Turpentine is a better thinner for oils but much more expensive than white spirit. White spirit dulls pigment as it dries but you can combat this by adding approx 1 part linseed (stand) oil to 10 parts white spirit. Of course that gives you a bit of extra shininess which you may not want.
The nearest water based equivalent is acrylics, if you've used them. Visually the main difference is that acrylics have that surface plastickyness going on, oils have greater depth to the colours - you can build up hues and tones by layering in a way that is difficult to do with acrylics. Of course you can paint with acrylics and have the result look like oils and vice versa, and there are vast ranges of mediums available for both types of paint to affect the way they behave.
Oils also dry way slower than acrylics, depending on how thickly you've painted you can wait days, weeks, months... apparently the Van Gogh "Sunflowers" in the National Gallery (London) has to be hung upside down 6 months a year because it's not dried through yet and the image would slip slightly. Again, you can buy all sorts of goop to affect this, in fact you can buy mediums to get oil paints to behave pretty much however you'd like. The mediums available for acrylics seem to be geared toward more overtly decorative effects.
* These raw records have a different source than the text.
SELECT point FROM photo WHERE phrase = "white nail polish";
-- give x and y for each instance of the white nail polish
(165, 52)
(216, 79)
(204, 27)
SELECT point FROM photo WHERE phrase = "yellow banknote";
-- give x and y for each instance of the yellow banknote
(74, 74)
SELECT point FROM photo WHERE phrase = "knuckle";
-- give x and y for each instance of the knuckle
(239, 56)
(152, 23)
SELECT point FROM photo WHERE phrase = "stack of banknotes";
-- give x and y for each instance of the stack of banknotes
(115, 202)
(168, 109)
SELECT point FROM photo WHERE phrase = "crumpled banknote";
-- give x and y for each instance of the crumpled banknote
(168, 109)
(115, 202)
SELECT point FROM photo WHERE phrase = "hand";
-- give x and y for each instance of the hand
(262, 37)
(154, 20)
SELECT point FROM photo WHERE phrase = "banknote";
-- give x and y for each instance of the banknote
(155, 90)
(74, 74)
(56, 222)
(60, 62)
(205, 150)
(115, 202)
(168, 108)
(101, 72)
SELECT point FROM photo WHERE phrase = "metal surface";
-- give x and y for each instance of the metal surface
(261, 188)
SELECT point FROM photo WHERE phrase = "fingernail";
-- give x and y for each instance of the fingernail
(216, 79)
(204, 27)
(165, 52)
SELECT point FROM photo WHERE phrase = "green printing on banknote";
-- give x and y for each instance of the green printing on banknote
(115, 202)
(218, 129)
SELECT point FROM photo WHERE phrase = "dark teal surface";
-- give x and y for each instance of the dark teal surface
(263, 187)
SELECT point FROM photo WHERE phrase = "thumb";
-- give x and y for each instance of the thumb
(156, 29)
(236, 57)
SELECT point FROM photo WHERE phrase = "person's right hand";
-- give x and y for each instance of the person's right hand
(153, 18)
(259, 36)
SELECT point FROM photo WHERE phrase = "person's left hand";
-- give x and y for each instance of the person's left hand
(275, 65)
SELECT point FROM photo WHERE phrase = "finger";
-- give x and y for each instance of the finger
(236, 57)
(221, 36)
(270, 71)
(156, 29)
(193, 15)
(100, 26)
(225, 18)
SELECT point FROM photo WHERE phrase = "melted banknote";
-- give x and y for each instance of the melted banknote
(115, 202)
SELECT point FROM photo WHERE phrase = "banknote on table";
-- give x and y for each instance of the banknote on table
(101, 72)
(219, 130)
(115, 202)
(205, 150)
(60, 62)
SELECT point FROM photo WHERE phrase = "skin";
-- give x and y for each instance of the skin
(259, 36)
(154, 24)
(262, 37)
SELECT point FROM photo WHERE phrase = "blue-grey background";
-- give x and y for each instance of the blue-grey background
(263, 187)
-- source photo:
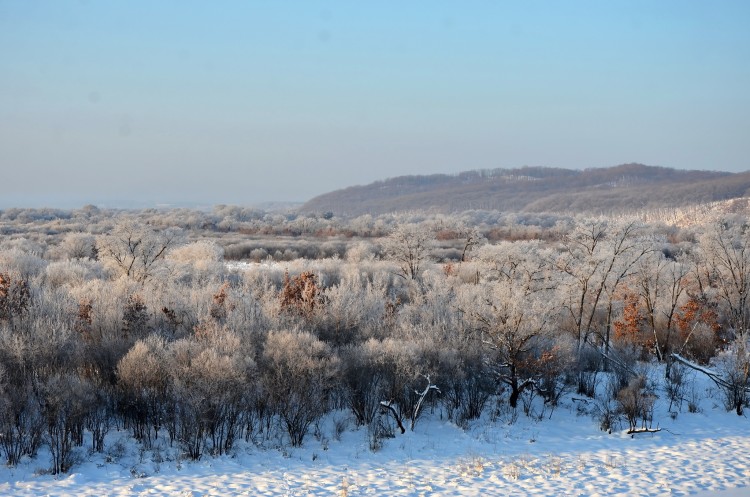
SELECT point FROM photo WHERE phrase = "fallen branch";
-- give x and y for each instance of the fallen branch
(643, 430)
(389, 405)
(713, 375)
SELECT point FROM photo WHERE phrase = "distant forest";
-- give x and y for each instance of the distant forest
(621, 189)
(202, 330)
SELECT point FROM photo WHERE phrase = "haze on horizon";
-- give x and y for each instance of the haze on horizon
(246, 102)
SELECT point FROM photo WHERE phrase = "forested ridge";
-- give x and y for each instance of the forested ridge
(626, 188)
(203, 329)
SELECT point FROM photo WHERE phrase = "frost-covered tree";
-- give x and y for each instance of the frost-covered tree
(515, 311)
(408, 245)
(725, 247)
(136, 250)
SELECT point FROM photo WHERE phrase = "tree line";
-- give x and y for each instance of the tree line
(146, 329)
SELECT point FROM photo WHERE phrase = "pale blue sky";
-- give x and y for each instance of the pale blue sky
(242, 102)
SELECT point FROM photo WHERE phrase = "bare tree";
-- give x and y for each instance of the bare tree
(726, 250)
(515, 312)
(409, 246)
(595, 258)
(136, 250)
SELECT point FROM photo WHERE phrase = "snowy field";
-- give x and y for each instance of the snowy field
(704, 453)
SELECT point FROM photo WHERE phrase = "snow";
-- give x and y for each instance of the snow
(703, 453)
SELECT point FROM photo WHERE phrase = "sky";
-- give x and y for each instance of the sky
(182, 102)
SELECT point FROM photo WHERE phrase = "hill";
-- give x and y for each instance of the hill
(617, 189)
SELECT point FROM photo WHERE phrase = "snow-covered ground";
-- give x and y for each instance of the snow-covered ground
(703, 453)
For a starter kit I'd recommend the Lukas Studio range, they're sold as "student quality" and are slightly more expensive than the basic ranges (Daler-Rowney Georgian and Windsor & Newton Winton) but are good value. Depending on what sort of painting you'll be doing it can be worth shelling out for more expensive paints (Michael Harding or Old Holland), particularly if you want more unnatural pigments like a bright grass green or violet. They may cost five times the amount but the pigment is much stronger and it'll probably last five times as long. If you want to cake it on though, stick to the inexpensive stuff.
Hog's hair brushes are the traditional standard issue. Personally I prefer synthetics - smoother surface.